Rosenhan describes pseudopatients going to flush their medication down the toilet and finding pills already there. This would suggest that so long as the patients were not causing anyone any trouble, very little checks were made.
Was the study useful?
The study was certainly useful in highlighting the ways in which hospital staff interact with patients. There are many suggestions for improved hospital care / staff training that could be made after reading this study. However, it is possible to question some of Rosenhan’s conclusions. If you went to the doctor falsely complaining of severe pains in the region of your appendix and the doctor admitted you to hospital, you could hardly blame the doctor for making a faulty diagnosis. Isn’t it better for psychiatrists to err on the side of caution and admit someone who is not really mentally ill than to send away someone who might be genuinely suffering? This does not fully excuse the length of time that some pseudopatients spent in hospital acting perfectly normally, but it does go some way to supporting the actions of those making the initial diagnosis.

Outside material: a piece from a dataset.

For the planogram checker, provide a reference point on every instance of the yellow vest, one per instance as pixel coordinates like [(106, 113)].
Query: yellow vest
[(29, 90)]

The findings from this study are shocking, in that professional mental health workers were unable to distinguish those who are mentally healthy from those who are mentally ill. Furthermore, the stigma, labelling and treatment of individuals who have been diagnosed with a mental illness was unacceptable. Rosenhan’s research was very useful in improving our understanding of how to treat individuals with mental health problems. We should consider alternatives to hospitalisation, such as psychological treatments and community based therapy which treat the patient as an individual. Furthermore, staff training and education on mental health has improved drastically since the 1970s, with this study being a catalyst for a change in attitudes.
Validity
The study was carried out in 1973 and as a result of Rosenhan’s research, attitudes towards mental health have changed. So although this study was extremely useful, the findings are not representative of mental health care today, so therefore lack historical validity.
Individual/Situational Explanations
Rosenhan suggests that the diagnosis of mental illness is due to situational factors, rather than real symptoms displayed by an individual. The fact that the pseudo-patients were diagnosed with a mental illness, treated and labelled as being in remission despite not showing any symptoms was due to the situation they were in as part of the study. Invalid/inaccurate and unreliable/inconsistent diagnoses are likely to occur depending on the situation/doctor who interprets an individual’s symptoms in relation to the DSM.